Methodology V2 - Phase 2

Effective 2026-02-17T06:03:00Z, the sentiment scoring pipeline has been updated with a crypto relevance filter. This completes the two-phase Methodology V2 deployment that began on 2026-02-16 with the sentiment model upgrade.

What Changed

A relevance filter has been added to the pipeline between deduplication and sentiment scoring. Posts collected from X (Twitter) are now classified for crypto relevance before they reach the sentiment models. Non-crypto content is removed, and only posts determined to be about cryptocurrency proceed to sentiment scoring.

The filter uses a dedicated classification model trained on crypto and non-crypto examples. Posts that do not pass the filter are stored separately for auditing purposes - no data is discarded silently.

Why This Matters

Coin-specific search queries on X often return posts that mention a token’s name in a non-crypto context. These off-topic posts previously passed through to sentiment scoring, introducing noise into aggregated metrics. The relevance filter removes this noise at the source, before sentiment scores are computed.

Impact on Data

All data produced after the cutover timestamp reflects the updated pipeline:

  • crypto_filter_enabled field added to ai_sentiment metadata (value: true)
  • crypto_filter_model field added to ai_sentiment metadata
  • Post volumes (posts_total) will be lower than Phase 1 baseline, as irrelevant posts are excluded
  • Sentiment signal quality improves - aggregated scores reflect only crypto-relevant discussion
  • The query volume per coin has been increased to compensate for filtered posts, maintaining comparable coverage of relevant content

Cutover Details

DetailValue
Phase 2 cutover2026-02-17T06:03:00Z
Phase 1 cutover2026-02-16T05:14:00Z
Version identifierv2.0
Regime fieldmethodology_regime: "v2"

The methodology_regime field (introduced in Phase 1) continues to identify all V2 data. Researchers can use this field to distinguish between V1 and V2 methodology without date-based filtering.
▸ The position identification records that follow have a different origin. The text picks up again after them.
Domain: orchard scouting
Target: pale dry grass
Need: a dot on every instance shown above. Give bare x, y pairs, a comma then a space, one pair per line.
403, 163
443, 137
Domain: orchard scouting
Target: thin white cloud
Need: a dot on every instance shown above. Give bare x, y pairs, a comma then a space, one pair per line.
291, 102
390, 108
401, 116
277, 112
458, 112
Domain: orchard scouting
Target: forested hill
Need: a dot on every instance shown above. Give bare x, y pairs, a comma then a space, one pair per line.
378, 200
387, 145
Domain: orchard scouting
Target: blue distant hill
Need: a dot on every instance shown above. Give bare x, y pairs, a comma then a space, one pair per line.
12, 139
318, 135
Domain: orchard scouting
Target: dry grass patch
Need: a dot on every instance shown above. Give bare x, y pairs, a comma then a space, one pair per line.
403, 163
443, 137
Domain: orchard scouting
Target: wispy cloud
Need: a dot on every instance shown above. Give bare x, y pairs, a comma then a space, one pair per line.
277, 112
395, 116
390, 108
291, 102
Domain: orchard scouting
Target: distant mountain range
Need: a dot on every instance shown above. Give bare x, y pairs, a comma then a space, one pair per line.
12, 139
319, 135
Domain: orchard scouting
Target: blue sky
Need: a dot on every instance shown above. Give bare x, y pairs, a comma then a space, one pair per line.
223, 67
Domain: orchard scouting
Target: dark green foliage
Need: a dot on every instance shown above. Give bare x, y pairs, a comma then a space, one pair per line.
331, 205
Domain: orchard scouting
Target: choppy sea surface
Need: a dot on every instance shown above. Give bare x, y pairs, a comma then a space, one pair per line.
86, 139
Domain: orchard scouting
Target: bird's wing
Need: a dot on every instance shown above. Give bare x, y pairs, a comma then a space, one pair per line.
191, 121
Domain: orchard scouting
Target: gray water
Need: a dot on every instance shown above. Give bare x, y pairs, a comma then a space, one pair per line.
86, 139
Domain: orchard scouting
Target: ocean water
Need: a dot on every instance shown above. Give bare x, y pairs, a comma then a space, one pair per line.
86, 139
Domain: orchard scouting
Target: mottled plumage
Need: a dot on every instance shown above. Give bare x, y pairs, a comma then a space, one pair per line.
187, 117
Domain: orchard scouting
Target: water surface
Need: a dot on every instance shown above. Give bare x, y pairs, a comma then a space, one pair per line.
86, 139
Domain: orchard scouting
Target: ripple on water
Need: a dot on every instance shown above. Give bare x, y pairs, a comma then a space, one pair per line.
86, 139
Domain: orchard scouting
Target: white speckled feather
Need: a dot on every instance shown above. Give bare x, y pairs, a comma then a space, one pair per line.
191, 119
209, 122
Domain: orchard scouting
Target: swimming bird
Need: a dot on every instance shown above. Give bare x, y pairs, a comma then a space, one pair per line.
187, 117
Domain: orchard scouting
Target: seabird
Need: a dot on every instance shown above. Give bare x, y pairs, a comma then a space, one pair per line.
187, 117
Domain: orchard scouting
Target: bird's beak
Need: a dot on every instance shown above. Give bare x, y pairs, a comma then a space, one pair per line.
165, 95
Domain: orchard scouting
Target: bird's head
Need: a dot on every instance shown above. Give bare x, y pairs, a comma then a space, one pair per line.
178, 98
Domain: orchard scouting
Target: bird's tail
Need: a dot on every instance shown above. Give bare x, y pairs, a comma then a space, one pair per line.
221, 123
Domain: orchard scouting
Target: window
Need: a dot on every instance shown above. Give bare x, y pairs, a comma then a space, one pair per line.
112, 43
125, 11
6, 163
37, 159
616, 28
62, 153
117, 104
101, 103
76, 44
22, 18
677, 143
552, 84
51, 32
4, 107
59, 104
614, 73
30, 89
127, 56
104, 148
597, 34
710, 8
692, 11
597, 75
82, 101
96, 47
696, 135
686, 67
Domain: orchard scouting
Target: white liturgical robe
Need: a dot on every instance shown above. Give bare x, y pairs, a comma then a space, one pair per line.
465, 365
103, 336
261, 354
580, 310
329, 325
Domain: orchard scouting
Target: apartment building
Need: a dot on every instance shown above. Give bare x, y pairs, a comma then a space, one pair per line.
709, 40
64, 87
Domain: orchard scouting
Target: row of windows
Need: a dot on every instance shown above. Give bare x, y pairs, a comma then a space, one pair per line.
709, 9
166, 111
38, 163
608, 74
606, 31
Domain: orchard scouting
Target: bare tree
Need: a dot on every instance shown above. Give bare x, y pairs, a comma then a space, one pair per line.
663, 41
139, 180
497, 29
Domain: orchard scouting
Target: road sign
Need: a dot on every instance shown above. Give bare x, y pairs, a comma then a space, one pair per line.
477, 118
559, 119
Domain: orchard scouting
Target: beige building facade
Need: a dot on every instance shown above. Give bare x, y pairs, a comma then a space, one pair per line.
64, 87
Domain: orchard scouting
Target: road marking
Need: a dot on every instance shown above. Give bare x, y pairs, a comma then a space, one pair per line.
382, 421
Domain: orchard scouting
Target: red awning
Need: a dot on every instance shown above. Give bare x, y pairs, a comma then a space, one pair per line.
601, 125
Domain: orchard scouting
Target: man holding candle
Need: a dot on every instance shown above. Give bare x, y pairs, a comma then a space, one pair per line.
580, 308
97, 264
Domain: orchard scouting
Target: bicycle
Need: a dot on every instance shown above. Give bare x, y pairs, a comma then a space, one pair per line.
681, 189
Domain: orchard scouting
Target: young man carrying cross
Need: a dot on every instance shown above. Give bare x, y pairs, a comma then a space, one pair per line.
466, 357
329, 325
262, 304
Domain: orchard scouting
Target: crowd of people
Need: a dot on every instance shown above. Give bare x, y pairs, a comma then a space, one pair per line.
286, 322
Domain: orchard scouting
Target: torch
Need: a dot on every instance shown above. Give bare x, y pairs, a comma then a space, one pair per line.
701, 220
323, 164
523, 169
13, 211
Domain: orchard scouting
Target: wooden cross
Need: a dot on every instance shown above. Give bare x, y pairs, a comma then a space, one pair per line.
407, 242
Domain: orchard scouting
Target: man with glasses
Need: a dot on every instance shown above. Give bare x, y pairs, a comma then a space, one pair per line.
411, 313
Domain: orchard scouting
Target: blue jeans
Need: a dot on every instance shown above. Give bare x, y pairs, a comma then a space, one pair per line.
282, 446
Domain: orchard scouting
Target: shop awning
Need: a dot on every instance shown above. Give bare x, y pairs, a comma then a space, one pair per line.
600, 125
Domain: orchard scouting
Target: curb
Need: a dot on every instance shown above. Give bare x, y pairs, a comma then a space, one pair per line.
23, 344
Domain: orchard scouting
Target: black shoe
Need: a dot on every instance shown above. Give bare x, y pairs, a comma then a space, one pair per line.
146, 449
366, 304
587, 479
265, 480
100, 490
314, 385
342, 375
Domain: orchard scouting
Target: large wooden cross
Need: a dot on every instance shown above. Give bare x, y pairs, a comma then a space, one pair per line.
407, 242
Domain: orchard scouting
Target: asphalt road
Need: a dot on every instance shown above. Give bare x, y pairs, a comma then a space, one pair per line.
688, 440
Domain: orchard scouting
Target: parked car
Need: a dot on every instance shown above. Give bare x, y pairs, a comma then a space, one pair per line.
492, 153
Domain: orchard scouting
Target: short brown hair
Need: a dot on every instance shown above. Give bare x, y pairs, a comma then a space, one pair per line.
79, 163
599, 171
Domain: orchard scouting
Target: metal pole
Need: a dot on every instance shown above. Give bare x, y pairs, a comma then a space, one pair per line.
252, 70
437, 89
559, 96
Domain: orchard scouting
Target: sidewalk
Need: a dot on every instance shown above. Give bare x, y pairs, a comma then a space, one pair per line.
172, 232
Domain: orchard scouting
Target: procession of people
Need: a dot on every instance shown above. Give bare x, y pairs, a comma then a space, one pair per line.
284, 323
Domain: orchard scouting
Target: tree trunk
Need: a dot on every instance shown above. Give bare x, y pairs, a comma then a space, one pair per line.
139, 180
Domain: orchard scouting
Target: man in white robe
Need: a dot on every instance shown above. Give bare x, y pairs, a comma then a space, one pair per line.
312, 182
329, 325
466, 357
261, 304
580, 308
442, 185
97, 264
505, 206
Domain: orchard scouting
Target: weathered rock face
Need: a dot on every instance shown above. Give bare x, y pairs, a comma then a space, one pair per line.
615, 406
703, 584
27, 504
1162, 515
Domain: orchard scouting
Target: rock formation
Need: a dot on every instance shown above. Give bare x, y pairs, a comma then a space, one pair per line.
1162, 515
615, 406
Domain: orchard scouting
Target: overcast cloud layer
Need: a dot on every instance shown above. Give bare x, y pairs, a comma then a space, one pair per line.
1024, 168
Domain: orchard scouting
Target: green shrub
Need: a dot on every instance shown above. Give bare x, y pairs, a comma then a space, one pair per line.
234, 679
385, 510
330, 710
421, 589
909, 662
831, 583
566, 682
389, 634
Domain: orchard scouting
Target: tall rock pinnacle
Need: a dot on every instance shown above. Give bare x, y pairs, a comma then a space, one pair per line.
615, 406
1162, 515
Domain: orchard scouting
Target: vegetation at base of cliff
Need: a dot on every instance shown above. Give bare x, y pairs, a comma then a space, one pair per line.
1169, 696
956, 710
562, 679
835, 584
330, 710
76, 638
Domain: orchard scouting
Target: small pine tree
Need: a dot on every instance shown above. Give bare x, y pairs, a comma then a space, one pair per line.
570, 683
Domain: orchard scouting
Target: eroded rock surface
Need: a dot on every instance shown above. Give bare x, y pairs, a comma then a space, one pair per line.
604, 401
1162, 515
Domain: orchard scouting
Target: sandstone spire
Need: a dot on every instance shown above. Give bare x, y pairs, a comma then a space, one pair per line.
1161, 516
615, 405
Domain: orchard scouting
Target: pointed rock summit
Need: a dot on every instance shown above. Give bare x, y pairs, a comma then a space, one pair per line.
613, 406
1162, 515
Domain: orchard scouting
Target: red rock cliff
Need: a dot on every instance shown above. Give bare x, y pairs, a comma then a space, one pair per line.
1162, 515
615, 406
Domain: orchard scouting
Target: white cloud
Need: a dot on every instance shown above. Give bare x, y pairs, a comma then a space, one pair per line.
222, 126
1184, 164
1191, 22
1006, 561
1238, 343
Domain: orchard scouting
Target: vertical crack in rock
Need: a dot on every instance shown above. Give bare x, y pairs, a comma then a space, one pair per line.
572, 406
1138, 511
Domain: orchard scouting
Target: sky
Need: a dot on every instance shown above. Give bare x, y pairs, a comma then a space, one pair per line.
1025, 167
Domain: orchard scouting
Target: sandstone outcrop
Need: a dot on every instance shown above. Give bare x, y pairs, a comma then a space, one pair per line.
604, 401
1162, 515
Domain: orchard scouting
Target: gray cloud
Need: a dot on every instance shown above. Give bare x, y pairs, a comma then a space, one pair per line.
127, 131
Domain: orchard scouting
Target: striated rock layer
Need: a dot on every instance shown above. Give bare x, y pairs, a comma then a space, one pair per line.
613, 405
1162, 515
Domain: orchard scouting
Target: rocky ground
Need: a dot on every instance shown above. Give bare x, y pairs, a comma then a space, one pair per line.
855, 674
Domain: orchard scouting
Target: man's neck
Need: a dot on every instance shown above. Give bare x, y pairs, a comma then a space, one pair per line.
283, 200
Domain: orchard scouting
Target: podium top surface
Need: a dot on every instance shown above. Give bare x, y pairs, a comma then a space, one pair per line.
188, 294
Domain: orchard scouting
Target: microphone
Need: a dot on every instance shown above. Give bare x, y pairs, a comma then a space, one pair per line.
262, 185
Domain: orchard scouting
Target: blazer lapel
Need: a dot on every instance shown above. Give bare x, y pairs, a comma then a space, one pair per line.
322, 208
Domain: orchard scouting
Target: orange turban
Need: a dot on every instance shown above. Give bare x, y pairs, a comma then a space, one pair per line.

Pipeline Summary (V2 Complete)

The full V2 pipeline, now active:

  1. Collect posts from X (Twitter) via coin-specific queries
  2. Deduplicate against previously seen posts
  3. Filter for crypto relevance (new in Phase 2)
  4. Score remaining posts with primary sentiment model
  5. Validate scores with secondary confidence model
  6. Aggregate into hourly and cycle-level metrics

Phase 2 cutover timestamp: 2026-02-17T06:03:00Z.